I have this so far:
data = 14
out = dec2bin(data, 4)
which gives:
out = 1110
But I want to get binary number in this format:
out = [1 1 1 0]
Thanks for help!
Add a comment
|
3 Answers
You're looking for de2bi with the 'left-msb' option.
data = 14
out = de2bi(data, 4,'left-msb')
Which requires the Communication Systems Toolbox though.
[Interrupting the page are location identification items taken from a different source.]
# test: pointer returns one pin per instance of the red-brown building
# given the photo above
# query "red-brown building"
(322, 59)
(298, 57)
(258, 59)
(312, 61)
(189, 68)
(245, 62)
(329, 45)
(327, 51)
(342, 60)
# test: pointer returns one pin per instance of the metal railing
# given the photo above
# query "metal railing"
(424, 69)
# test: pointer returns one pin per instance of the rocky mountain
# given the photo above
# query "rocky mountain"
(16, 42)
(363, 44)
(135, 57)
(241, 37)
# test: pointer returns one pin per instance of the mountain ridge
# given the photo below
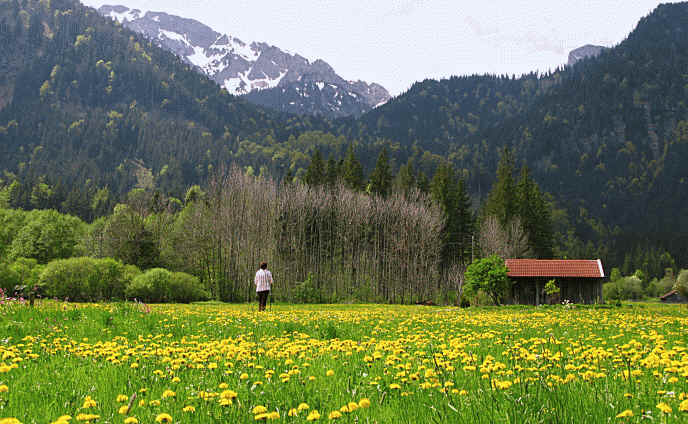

Alternatively use your original approach with the fundamental dec2bin with the following addition:
data = 14
out = double( dec2bin(data, 4) ) - 48
out =
1 1 1 0
1 Comment
Matjaž
Yes but this require to use communications package and I can't use it
You're looking for de2bi,
bi2de
functions.
It requires the Communication Systems Toolbox.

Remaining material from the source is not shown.